Employees typically use a wide range of mobile devices from laptops to tablets and from desktops to smartphones are being used. The diversity of these mobile devices and the sheer number of them in the workplace can overwhelm IT and strain your resources.

Desktop Virtualization centralizes sets of desktops, usually in a data center or cloud environment, and then provide access to your employees whether they are in the office, at home or mobile.  VDI deployments virtualize user desktops by delivering them to distinctive endpoint devices over the network from a central location. There are many reasons why organizations deploy VDI solutions – it’s easier for IT to manage, it can reduce capital expenditures, improve security and helps companies run a ‘greener’ business.

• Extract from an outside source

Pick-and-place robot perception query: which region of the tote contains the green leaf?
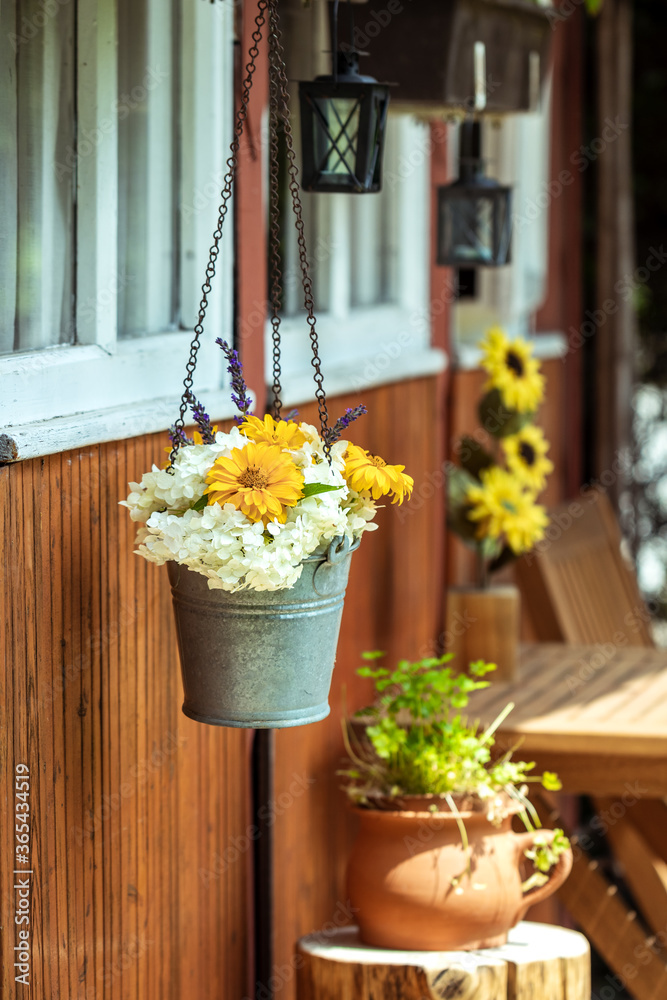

Since users’ primary work tools are now located in a data center rather than on their own local machines, VDI can strain network resources, and the user experience can be negatively affected. Desktop virtualization is a bit more complex than server virtualization since it requires more network infrastructure, servers, server administrators, authentication systems, and storage. VDI’s effect on the network is significant; it may necessitate infrastructure changes to accommodate the large volume of client information that will be traversing the network. When a user’s desktop moves from a physical machine under the desk to the data center, the user experience becomes paramount; a poor VDI deployment will result in IT being flooded with “My desktop is too slow” calls.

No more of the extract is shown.